Soal perusahaan yang akan mengambil saham itu, Rini belum bisa menjawab tegas. Alasannya, penawaran resmi belum sampai di mejanya. Karena itu, dia belum bisa melihat perusahaan mana yang keuangannya cukup sehat untuk membeli saham.
’’Kami harus melihat cash flow sampai kemampuan meminjamnya,’’ tutur Rini. Dia memastikan, perusahaan BUMN diharapkan mengambil divestasi kedua PT FI itu seoptimal-optimalnya.
Ketua Working Group Kebijakan Pertambangan Perhimpunan Ahli Pertambangan Indonesia (Perhapi) Budi Santoso juga menilai harga divestasi tersebut terlalu mahal. Menurut dia, penawaran 1,7 miliar dolar AS dari perhitungan aset Freeport per 2014 adalah 9,1 miliar dolar AS dengan net profit 500 juta dolar AS. "Lantas, dihitung sampai izinnya berakhir 2021," terangnya.
Itu berarti masih ada sisa lima tahun dan dikalikan dengan net profit.

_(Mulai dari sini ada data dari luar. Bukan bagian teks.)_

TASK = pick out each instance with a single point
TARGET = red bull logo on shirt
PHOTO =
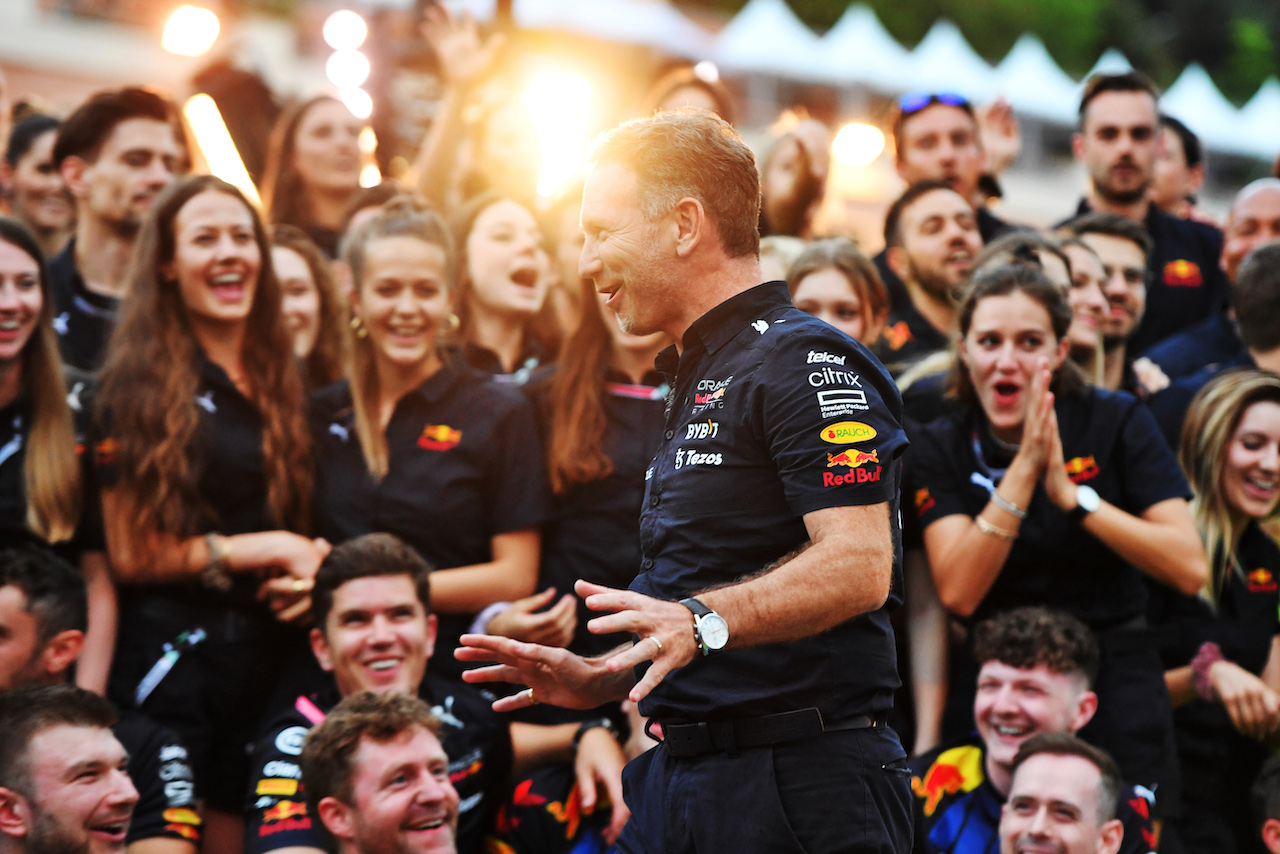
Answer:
(1080, 469)
(1183, 274)
(1261, 581)
(439, 437)
(854, 459)
(955, 771)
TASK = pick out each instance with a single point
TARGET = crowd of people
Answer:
(269, 474)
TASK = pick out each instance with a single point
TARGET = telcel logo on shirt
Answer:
(848, 433)
(439, 437)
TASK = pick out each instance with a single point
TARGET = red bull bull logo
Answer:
(1080, 469)
(851, 457)
(1183, 274)
(1261, 581)
(439, 437)
(955, 771)
(284, 811)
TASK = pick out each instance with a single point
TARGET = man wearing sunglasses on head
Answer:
(937, 136)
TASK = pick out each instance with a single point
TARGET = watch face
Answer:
(1088, 498)
(713, 630)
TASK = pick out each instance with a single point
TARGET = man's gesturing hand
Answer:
(666, 633)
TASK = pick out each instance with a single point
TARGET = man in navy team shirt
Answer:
(771, 543)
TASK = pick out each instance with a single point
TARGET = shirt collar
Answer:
(721, 324)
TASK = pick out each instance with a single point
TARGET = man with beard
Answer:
(117, 151)
(63, 781)
(932, 238)
(937, 136)
(42, 617)
(1252, 222)
(378, 777)
(1118, 140)
(1121, 245)
(1063, 799)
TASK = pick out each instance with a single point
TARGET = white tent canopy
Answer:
(945, 62)
(1260, 119)
(1031, 81)
(766, 37)
(859, 50)
(1196, 101)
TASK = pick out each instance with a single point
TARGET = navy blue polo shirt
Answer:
(594, 529)
(82, 319)
(1184, 279)
(1111, 443)
(773, 414)
(464, 465)
(231, 480)
(1211, 341)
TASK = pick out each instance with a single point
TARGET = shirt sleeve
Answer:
(167, 794)
(519, 496)
(275, 812)
(936, 476)
(1151, 473)
(832, 421)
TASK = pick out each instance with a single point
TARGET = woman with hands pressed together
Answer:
(205, 464)
(1041, 489)
(1220, 651)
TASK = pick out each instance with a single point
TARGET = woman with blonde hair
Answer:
(1223, 671)
(42, 483)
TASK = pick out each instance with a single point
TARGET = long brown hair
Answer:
(575, 453)
(51, 473)
(284, 197)
(1211, 423)
(401, 217)
(150, 382)
(329, 356)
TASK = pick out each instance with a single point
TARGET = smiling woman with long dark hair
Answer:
(205, 461)
(1041, 489)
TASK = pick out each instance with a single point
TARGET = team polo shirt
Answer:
(464, 465)
(160, 771)
(1111, 443)
(82, 319)
(594, 528)
(956, 809)
(229, 474)
(1212, 341)
(1184, 281)
(475, 740)
(772, 415)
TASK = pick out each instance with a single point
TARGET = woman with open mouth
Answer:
(503, 275)
(1221, 645)
(205, 466)
(1041, 489)
(419, 443)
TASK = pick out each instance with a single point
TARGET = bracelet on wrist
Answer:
(216, 575)
(992, 530)
(1208, 654)
(1008, 506)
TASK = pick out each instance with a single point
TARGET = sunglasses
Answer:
(913, 103)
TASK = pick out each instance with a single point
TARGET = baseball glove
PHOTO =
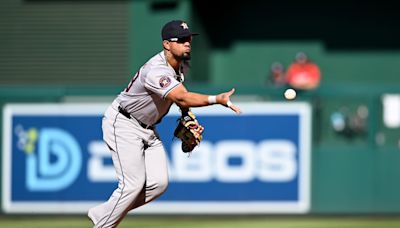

Jadi, ada 2,5 miliar dolar AS potensi pendapatan sampai kontrak habis. Jika ditambah nilai aset 9,1 miliar dolar AS, muncul angka 11,6 miliar dolar AS. Nah, 10 persen dari nilai itu ditawarkan ke pemerintah.
Angka tersebut sangat tepat kalau memang tidak ada penurunan produksi maupun keuntungan dan risiko lainnya. Padahal, risiko masih ada sehingga harus dipertimbangkan pemerintah. Apalagi cadangan emas dan tembaga belum menjadi milik penambang sebelum kewajibannya dibayar. "Artinya, nilai emas dan tembaga tidak boleh dimasukkan dalam proyeksi keuangan," terangnya.
Dia menyarankan, pemerintah harus mempertimbangkan belum dibayarnya dividen selama empat tahun. Dia khawatir sikap tergesa-gesa pemerintah bisa membuat negara tersandera. ’’Karena investasi belum balik, kontrak Freeport lantas diperpanjang begitu saja. Ngapain beli mahal kalau 2021 bisa menjadi milik pemerintah100 persen?" ungkapnya.